1880-1940-README.txt

The Newspaper and Periodical Corpus of the National Library of
Finland, Swedish sub-corpus, 1880–1948, scrambled, VRT

Persistent identifier: http://urn.fi/urn:nbn:fi:lb-2020110302
Licence: CC BY 4.0, https://creativecommons.org/licenses/by/4.0/
IPR holder: The National Library of Finland
Short name: klk-sv-1880-1948-s-vrt


Description

The corpus contains the years 1880–1948 of the Swedish sub-corpus of
the Newspaper and Periodical Corpus of the National Library of Finland
in the VRT (VeRticalized Text) format. The data has been digitized by
the National Library of Finland and converted to the VRT format and
annotated by FIN-CLARIN. The sentences within each page have been
scrambled to a random order for copyright reasons.

For some more information, please see the corpus metadata record at
http://urn.fi/urn:nbn:fi:lb-2020110302

The data has been annotated with an old version of Språkbanken’s Korp
corpus pipeline, with text-level metadata from the original data.

Please note that the text data has been programmatically recognized
from page images (OCR’d) and annotated without any manual correction,
so its quality varies significantly.

The data for each year is in a single file, named klk-sv-YYYY-s.vrt.

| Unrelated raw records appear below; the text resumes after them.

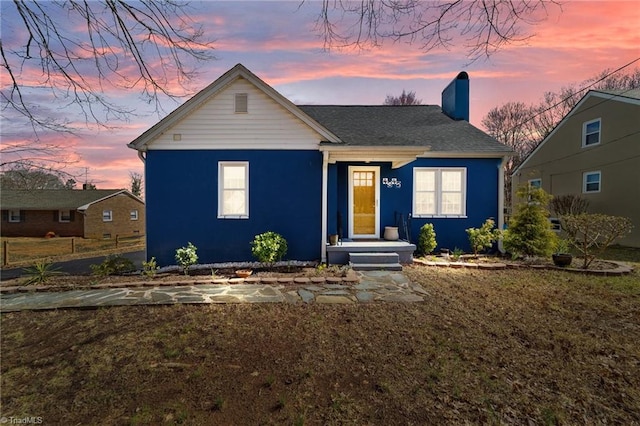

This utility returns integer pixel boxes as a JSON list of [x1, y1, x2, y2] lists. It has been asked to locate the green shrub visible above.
[[90, 254, 135, 277], [554, 238, 571, 254], [418, 223, 437, 255], [562, 213, 633, 268], [503, 185, 557, 258], [22, 260, 66, 285], [251, 231, 288, 264], [175, 242, 198, 275], [142, 256, 159, 278], [466, 218, 502, 256]]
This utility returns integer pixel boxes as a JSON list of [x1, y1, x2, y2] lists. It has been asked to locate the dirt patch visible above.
[[2, 265, 639, 424]]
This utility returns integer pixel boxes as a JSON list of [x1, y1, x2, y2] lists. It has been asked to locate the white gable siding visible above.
[[149, 77, 324, 150]]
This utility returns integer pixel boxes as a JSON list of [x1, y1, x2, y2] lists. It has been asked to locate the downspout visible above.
[[321, 150, 329, 263], [137, 149, 147, 261], [498, 155, 508, 253]]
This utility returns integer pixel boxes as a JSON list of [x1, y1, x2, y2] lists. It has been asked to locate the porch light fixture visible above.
[[382, 177, 401, 188]]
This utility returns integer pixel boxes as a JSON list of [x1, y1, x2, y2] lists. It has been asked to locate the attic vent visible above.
[[235, 93, 248, 113]]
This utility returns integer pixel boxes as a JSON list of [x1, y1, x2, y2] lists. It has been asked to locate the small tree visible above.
[[561, 214, 633, 269], [251, 232, 288, 265], [130, 172, 143, 197], [384, 90, 422, 106], [418, 223, 437, 256], [175, 242, 198, 275], [503, 185, 557, 258], [551, 194, 589, 217], [466, 219, 502, 256]]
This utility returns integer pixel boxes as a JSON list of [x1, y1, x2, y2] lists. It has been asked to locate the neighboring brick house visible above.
[[1, 189, 145, 239]]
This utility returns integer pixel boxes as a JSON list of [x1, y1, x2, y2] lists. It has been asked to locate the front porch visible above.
[[326, 239, 416, 266]]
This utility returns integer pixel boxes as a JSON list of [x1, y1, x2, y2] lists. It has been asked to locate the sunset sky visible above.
[[1, 1, 639, 190]]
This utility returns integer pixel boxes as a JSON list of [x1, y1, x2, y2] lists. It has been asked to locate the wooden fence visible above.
[[1, 235, 145, 267]]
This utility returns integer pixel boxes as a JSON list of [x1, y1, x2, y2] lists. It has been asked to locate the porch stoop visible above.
[[349, 252, 402, 271], [326, 240, 416, 266]]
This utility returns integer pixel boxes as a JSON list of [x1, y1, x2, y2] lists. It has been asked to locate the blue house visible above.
[[128, 64, 511, 266]]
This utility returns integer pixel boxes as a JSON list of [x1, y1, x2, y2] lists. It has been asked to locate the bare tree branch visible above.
[[311, 0, 560, 60], [3, 0, 215, 132], [1, 0, 216, 172]]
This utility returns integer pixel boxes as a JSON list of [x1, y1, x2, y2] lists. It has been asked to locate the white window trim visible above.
[[8, 209, 21, 223], [583, 170, 601, 193], [218, 161, 249, 219], [347, 165, 380, 238], [582, 118, 601, 148], [103, 210, 113, 222], [130, 210, 139, 221], [59, 210, 71, 223], [413, 167, 467, 218]]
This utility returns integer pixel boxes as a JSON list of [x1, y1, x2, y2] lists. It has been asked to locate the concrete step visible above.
[[349, 252, 402, 271], [349, 252, 399, 264], [350, 263, 403, 271]]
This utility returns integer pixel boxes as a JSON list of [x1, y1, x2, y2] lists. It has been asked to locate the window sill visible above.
[[413, 215, 468, 219], [218, 215, 249, 220]]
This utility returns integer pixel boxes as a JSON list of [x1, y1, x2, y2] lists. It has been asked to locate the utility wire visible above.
[[503, 57, 640, 137]]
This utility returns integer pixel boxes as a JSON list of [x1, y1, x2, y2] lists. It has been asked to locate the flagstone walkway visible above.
[[0, 271, 427, 312]]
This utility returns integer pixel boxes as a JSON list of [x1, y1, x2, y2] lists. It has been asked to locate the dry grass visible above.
[[1, 259, 639, 424], [1, 236, 144, 267]]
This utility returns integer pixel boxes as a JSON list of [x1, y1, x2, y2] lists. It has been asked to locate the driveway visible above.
[[0, 250, 146, 281]]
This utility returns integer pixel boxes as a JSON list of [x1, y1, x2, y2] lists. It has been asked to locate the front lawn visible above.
[[1, 260, 638, 424]]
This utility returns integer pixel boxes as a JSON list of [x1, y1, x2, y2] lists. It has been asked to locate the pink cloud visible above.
[[2, 0, 638, 191]]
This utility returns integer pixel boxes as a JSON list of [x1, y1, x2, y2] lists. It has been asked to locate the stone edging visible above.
[[413, 258, 634, 276], [0, 275, 360, 294]]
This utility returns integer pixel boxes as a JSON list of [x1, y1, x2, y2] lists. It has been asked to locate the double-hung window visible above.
[[59, 210, 71, 222], [218, 162, 249, 218], [528, 178, 542, 189], [583, 171, 601, 193], [8, 210, 21, 223], [582, 118, 601, 147], [103, 210, 113, 222], [413, 168, 466, 217]]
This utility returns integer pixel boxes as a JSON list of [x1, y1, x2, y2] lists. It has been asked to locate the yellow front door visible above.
[[352, 170, 376, 235]]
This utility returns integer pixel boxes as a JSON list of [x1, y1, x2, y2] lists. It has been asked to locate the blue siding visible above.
[[145, 150, 323, 266], [333, 158, 501, 252]]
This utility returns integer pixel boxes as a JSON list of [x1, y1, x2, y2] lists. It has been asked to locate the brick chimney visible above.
[[441, 71, 469, 121]]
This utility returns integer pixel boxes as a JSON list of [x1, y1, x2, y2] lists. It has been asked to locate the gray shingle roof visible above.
[[1, 189, 125, 210], [298, 105, 511, 153]]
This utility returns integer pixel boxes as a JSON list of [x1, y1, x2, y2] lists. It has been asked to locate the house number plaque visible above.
[[382, 177, 401, 188]]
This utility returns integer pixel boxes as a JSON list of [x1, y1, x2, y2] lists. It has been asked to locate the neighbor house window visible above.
[[582, 118, 601, 147], [413, 168, 466, 217], [235, 93, 248, 113], [528, 178, 542, 189], [583, 171, 601, 193], [59, 210, 71, 222], [130, 210, 138, 220], [8, 210, 21, 223], [103, 210, 113, 222], [218, 162, 249, 218]]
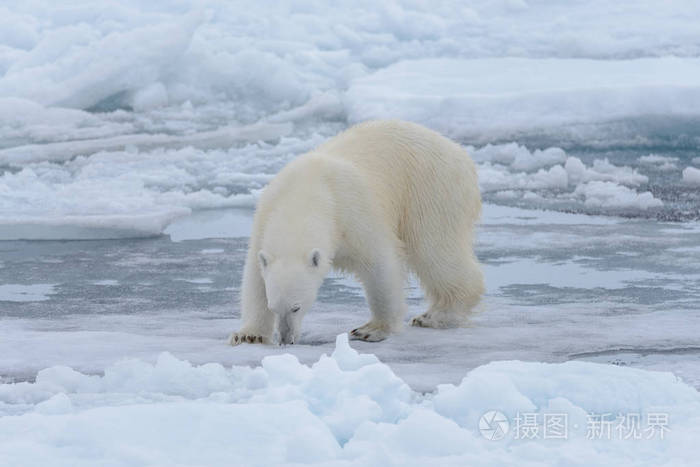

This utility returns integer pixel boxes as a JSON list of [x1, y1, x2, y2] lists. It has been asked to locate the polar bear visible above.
[[230, 120, 483, 345]]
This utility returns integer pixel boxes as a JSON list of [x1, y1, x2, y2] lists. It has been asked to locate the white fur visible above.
[[230, 120, 484, 345]]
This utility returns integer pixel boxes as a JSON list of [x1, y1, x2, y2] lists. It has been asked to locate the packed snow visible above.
[[639, 155, 678, 172], [3, 0, 700, 112], [345, 57, 700, 140], [682, 167, 700, 186], [1, 334, 699, 466]]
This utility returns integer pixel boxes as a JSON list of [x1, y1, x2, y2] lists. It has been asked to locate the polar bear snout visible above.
[[270, 300, 306, 345], [277, 312, 301, 345], [257, 251, 329, 344]]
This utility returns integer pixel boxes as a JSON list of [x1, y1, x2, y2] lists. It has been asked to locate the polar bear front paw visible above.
[[349, 322, 390, 342], [229, 332, 270, 345]]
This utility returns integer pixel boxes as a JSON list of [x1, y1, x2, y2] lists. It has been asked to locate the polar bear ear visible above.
[[310, 249, 321, 268], [258, 250, 270, 269]]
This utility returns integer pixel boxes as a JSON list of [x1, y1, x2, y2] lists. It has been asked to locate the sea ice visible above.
[[0, 283, 55, 302], [2, 1, 698, 235], [0, 335, 698, 466], [345, 57, 700, 141], [574, 181, 663, 210], [682, 167, 700, 186]]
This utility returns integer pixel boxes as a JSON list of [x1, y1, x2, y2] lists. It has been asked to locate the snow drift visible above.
[[1, 335, 699, 466]]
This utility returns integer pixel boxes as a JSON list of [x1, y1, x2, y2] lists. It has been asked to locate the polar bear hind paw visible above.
[[410, 314, 433, 328], [229, 332, 269, 345], [410, 310, 466, 328], [349, 322, 390, 342]]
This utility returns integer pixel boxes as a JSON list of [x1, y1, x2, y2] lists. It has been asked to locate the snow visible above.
[[472, 144, 568, 172], [164, 209, 254, 241], [0, 210, 190, 241], [574, 181, 663, 210], [472, 143, 661, 214], [682, 166, 700, 186], [1, 334, 699, 466], [1, 0, 699, 235], [0, 126, 307, 240], [2, 1, 700, 112], [0, 138, 664, 240], [639, 154, 678, 171], [345, 57, 700, 140]]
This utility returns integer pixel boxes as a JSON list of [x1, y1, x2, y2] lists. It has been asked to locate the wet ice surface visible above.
[[2, 204, 698, 391]]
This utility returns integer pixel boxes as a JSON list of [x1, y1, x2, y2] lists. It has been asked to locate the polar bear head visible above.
[[258, 248, 328, 344]]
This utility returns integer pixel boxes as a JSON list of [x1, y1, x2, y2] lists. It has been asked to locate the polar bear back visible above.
[[315, 120, 481, 241]]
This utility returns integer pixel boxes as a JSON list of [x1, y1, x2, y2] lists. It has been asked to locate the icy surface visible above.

The data is encoded in UTF-8, with Unix-style line endings (LF). The
literal characters &, < and > have been encoded as the XML predefined
entities &amp;, &lt; and &gt;, and in structural attribute annotations
also " as &quot;.

Each token is on a line of its own, with the token and its annotation
attributes (positional attributes) separated by tabs. The attributes
are the following (in this order, also listed in the
“#vrt positional-attributes” comment at the beginning of the file):

  word: word form
  pos: part-of-speech tag
  msd: morpho-syntactic description
  lemma: base form(s)
  lex: lemgram(s) (lemma + part-of-speech code)
  saldo: lemma(s) with sense information
  prefix: prefix lemgram(s)
  suffix: suffix lemgram(s)
  ref: the number of the token in the sentence
  dephead: the number of the dependency head of the token
  deprel: dependency relation
  ocr: OCR confidence for the token (0.01…1.00)
  style: “_” (normal text), “subscript” or “superscript”

The attributes lemma, lex, saldo, prefix and suffix are feature-set
(multi-valued) attributes, in which the different values are separated
by vertical bars (|), with a leading and trailing vertical bar. A lone
vertical bar denotes the empty set (no value).

Structural divisions are marked with XML-style tags, with annotations
associated with each structure as attributes in the start tag. The
order of the annotation attributes may vary. The structures and their
annotation attributes are:

  text: A single page of a newspaper or magazine
    binding_id: issue identifier used for linking to page images at
        the National Library of Finland
    datefrom: the first date of the date range covering the issue date
        (yyyymmdd): if issue date is a year, “yyyy0101”, if a month,
        “yyyymm01”
    dateto: the last date of the date range covering the issue date
        (yyyymmdd): e.g., if issue data is a year, “yyyy1231”
    elec_date: digitization date (yyyy-mm-dd)
    file: original single-page VRT file name
    img_url: template for page image file name
    issue_date: date of the issue in the format [[dd.]mm.]yyyy
    issue_no: number of the issue
    issue_title: title of the issue
    label: name of the publication, issue number and date
    language: two-letter ISO 639-1 language code
    page_id: page identifier
    page_no: page number
    part_name: name of the part of publication (seldom used)
    publ_id: publication identifier: either ISSN or “fk” + number for
        publications without an ISSN
    publ_part: part of publication (number) (seldom used)
    publ_title: name of the publication
    publ_type: type of publication: “sanomalehti” for a newspaper,
        “aikakausi” for a periodical
    sentcount: number of sentences on the page
    timefrom: always “000000” (time information at day granularity)
    timeto: always “235959”
    tokencount: number of tokens on the page

  sentence: A sentence
    id: unique identifier of the sentence

Note that sentences broken by page breaks have not been concatenated.

The data also contains some singe-line XML-style comments <!-- ... -->
at the beginning and end of each file.